DG/UX and RedHat Linux Having TCP/IP Stack Issues
I know this will probably be a reach asking for help on something like this, but you never know. The public community can sometimes steer you in the right direction.
For the sake of this issue, I'll narrow the picture down to just what's involved. I have a DG/UX 4.20MU07 AViiON machine and a RedHat Linux ES 3.0 machine. Both are patched as well as can be and otherwise run fine with no errors. I have a 3rd party database application that runs on both machines (different binaries of course). The app talks between the machines with a dedicated listener on each machine and clients below that. Basically, a standard 2 tier database solution... middle tier (DG) provides user interface and database tier (Linux) provides database access.
The process is as follows:
1) A user on the DG requests information from the database.
2) The request is passed to the local database client app which hands it off to the local network app.
3) The local network app sends it across the network to the remote network app which in turn drops it down to the remote client app.
4) The remote client app gathers the requested information and hands it back up to the remote network app which sends it back, once again, to the local network app, then to the local client app, then to the user.
This process works great 24/7, 99.9% of the time.

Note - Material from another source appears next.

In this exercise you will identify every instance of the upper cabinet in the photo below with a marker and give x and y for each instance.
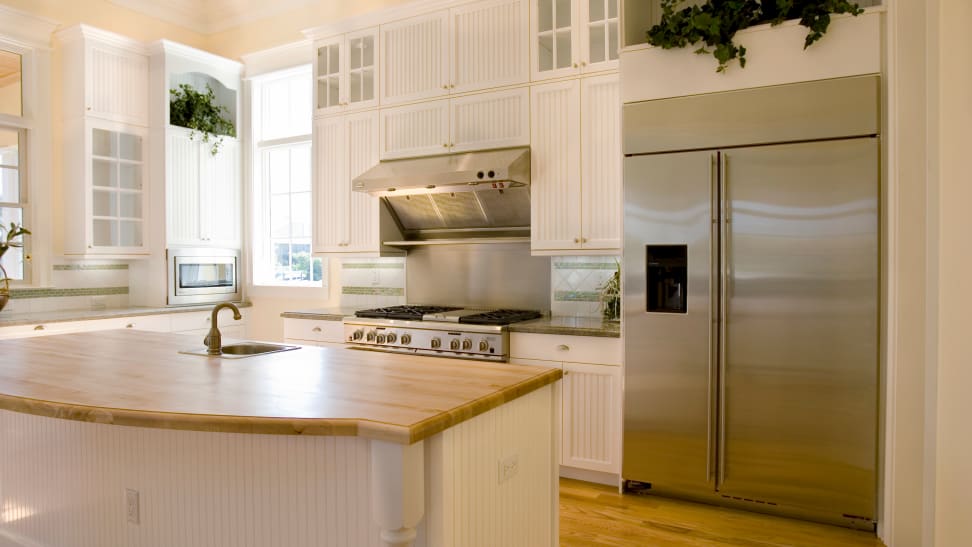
(574, 37)
(346, 72)
(469, 48)
(105, 76)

Every once in a great while a process gets "hung" on the middle tier. Our database software vendor used some debugging tools to determine that (as far as he can tell) the packet is making it from the user, to the local client, to the local network client, across the wire to the remote network client, to the remote client, the information is pulled from the database, the returning packet is then sent to the remote network client where it is dropped on the Linux TCP/IP stack and that's as far as it can be traced with the tools he has. He best guess is that the packet is a) not leaving the Linux box or b) not being received by the DG box. He determined that the local process is sitting there waiting for that return packet (which never arrives), so it appears to be "hung".
About the only thing I can come up with to help troubleshoot something of this nature is a massive network packet capture program. Only thing is, I can't replicate the issue and it happens at random, infrequently. I would have to run the capture 24/7 and purge every day (or less) to keep capture log sizes manageable. Is there a better way? Am I barking up the wrong tree? I have contacted our DG Support Team and our Database Support Team, but RedHat/Linux doesn't have much of a support offering.
Thanks in advance for any suggestions.
|